February 2009 – A Rubble of Bits

Fun with the C Preprocessor

Recently I’ve been writing an implementation of OpenSHMEM for the SiCortex platform. OpenSHMEM is a communications API that lets you write PGAS programs in C or FORTRAN. PGAS stands for “partitioned global address space.” A PGAS program is a parallel program that can run on a lot of cores or cluster nodes simultaneously. Each processing element (PE) can read and write the address spaces of the other PEs, but the program “knows” that the global address space is partitioned into a bunch of local address spaces. This is either taken care of by the language, like in UPC (unified parallel C) or by the programmer explicitly using something like OpenSHMEM.
All this is just introduction. OpenSHMEM derives from the Cray/SGI SHMEM API, and one of the things it has are a lot of API calls that differ only in the datatypes of their arguments.
For example, OpenSHMEM has

extern void shmem_short_wait(short *var, short value);
extern void shmem_int_wait(int *var, int value);
extern void shmem_long_wait(long *var, long value);
extern void shmem_longlong_wait(longlong *var, longlong value);
all of which wait for a local variable to be set by some remote PE.

I am a lazy programmer. I should write the same routine four times? Instead, I used some C preprocessor magic and wrote this:

#define EmitWait(type)
void shmem_##type##_wait(type *var, type value)
{
while (*((volatile type *) var) == value) shmem_progress();
}
EmitWait(short);
EmitWait(int);
EmitWait(long);
EmitWait(longlong);
This uses the “token pasting” feature of CPP to write the proper function names for the different versions of the routine.
A bit later, I learned of the Global Address Space Performance initiative, a project at the University of Florida. By putting the performance analyzer library in front of the OpenSHMEM library on your search path, you can instrument the communications functions in your program without recompilation. This works via dynamic linking. The program calls shmem_long_wait, which is intercepted by the performance library. The library does whatever it does, then passes the call to pshmem_long_wait, which is provided by the OpenSHMEM implementation.
You can do this by providing two OpenSHMEM implementations, one with the names like shmem_long_wait, which is used when not profiling, and one with names like pshmem_long_wait, which is used when you are.
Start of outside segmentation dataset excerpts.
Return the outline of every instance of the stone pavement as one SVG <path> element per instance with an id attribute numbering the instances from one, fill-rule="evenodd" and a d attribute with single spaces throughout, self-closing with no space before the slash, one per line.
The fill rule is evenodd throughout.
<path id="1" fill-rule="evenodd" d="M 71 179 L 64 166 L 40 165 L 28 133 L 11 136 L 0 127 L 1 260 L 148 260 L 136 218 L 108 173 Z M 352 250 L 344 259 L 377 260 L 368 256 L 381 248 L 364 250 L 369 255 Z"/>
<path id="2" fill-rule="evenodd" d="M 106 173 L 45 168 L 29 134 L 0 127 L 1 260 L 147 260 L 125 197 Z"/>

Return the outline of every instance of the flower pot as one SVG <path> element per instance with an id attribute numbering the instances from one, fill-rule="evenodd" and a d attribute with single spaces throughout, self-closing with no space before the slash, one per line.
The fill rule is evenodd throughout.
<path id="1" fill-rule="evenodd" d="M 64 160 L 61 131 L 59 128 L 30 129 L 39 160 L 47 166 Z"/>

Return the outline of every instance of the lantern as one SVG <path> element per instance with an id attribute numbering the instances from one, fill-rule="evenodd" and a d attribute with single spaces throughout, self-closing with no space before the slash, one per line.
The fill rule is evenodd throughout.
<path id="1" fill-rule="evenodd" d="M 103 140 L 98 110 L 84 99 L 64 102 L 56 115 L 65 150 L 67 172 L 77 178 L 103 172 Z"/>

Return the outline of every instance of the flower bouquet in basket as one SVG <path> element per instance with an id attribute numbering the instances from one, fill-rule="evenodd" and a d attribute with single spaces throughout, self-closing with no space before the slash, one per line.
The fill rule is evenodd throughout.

Alternatively, you can use the “weak symbol” feature of the GNU runtime. A weak symbol defines something, but it doesn’t complain if an alternative definition is present in the address space. To make this work, you write all the functions as pshmem_long_wait, then add a weak symbol definition for the standard versions, like this:

#pragma “weak shmem_long_wait=pshmem_long_wait”

Now everything is in one library, and there is no performance penalty when you aren’t using the instrumentation library.
Well the obvious way for the lazy programmer to do this is like this:

#define EmitWait(type)
#pragma “weak shmem_##type##_wait=pshmem_##type##_wait”
void shmem_##type##_wait(type *var, type value)
{
while (*((volatile type *) var) == value) shmem_progress();
}
but this fails because you can’t use the C preprocessor to write C preprocessor items like #pragma. No problem! C99 provides an alternate version of pragma exactly for this reason. The GNU info file says:

C99 introduces the `_Pragma’ operator. This feature addresses a major problem with `#pragma’: being a directive, it cannot be produced as the result of macro expansion. `_Pragma’ is an operator, much like `sizeof’ or `defined’, and can be embedded in a macro.
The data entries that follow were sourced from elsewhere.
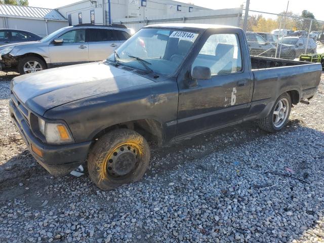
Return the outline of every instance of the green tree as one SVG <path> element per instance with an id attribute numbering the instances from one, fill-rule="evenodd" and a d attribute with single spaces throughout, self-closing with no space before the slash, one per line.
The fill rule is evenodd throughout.
<path id="1" fill-rule="evenodd" d="M 307 18 L 308 19 L 315 19 L 313 13 L 308 10 L 303 10 L 301 17 L 302 18 Z"/>
<path id="2" fill-rule="evenodd" d="M 20 5 L 28 6 L 28 0 L 0 0 L 0 4 L 10 4 L 11 5 Z"/>

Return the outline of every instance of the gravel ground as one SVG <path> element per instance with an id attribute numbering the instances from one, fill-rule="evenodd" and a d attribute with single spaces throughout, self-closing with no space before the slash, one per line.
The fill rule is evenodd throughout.
<path id="1" fill-rule="evenodd" d="M 110 191 L 37 164 L 8 115 L 11 77 L 0 81 L 0 242 L 324 242 L 324 74 L 281 132 L 249 122 L 154 148 L 141 181 Z"/>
Now I can write my macro with

_Pragma(“weak shmem_##type##_wait=pshmem_##type##_wait”)

right? Well, no. token pasting doesn’t work inside strings! You can’t build up string constants this way. No problem! GCC automatically concatenates adjacent string constants into a single longer string. This was originally done so you can avoid line wrapping, but whatever. I can write this

_Pragma(“weak shmem_” #type “_wait=pshmem_” #type “_wait”)
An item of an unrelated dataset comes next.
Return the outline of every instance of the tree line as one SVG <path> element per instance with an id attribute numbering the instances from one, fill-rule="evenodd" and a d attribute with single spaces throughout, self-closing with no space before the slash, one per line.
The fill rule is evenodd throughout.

This is using a different preprocessor feature, called “stringification” in which #type is expanded and turned into a string constant.
Unfortunately, this doesn’t work either, because _Pragma is processed earlier in the compiler than other uses of string constants, and before the string concatenation happens. _Pragma has to have exactly one string constant as an argument.
How much time have I spent on this? How many cases of _Pragma do I have to write by hand? I give up. The final version is

#define EmitWait(type)
void pshmem_##type##_wait(type *var, type value)
{
while (*((volatile type *) var) == value) shmem_progress();
}
_Pragma(“weak shmem_short_wait=pshmem_short_wait”)
_Pragma(“weak shmem_int_wait=pshmem_int_wait”)
_Pragma(“weak shmem_long_wait=pshmem_long_wait”)
_Pragma(“weak shmem_longlong_wait=pshmem_longlong_wait”)
_Pragma(“weak shmem_wait=pshmem_wait”)
EmitWait(short);
EmitWait(int);
EmitWait(long);
EmitWait(longlong);

It has more typing than ought to be necessary, but I got over it.

Hotel WiFi

Internet access is free at cheap hotels and costly at expensive hotels. Costly in money or inconvenience. What I want from hotels is a friction free experience, and mostly that is easier at mid-range hotels like, say, Hampton Inn, than it is at “better” hotels.
Case in point – the Omni Austin. I stayed there during the Supercomputing 2008 conference, and internet access is $9.99 per day or free for members of the frequent sleepers club. The system intercepts your web access until you log in by entering your frequest guest number or agreeing to the charge. The user experience is hideous.
Here’s what I wrote to the hotel:

The WiFi service at the Austin downtown is dreadful.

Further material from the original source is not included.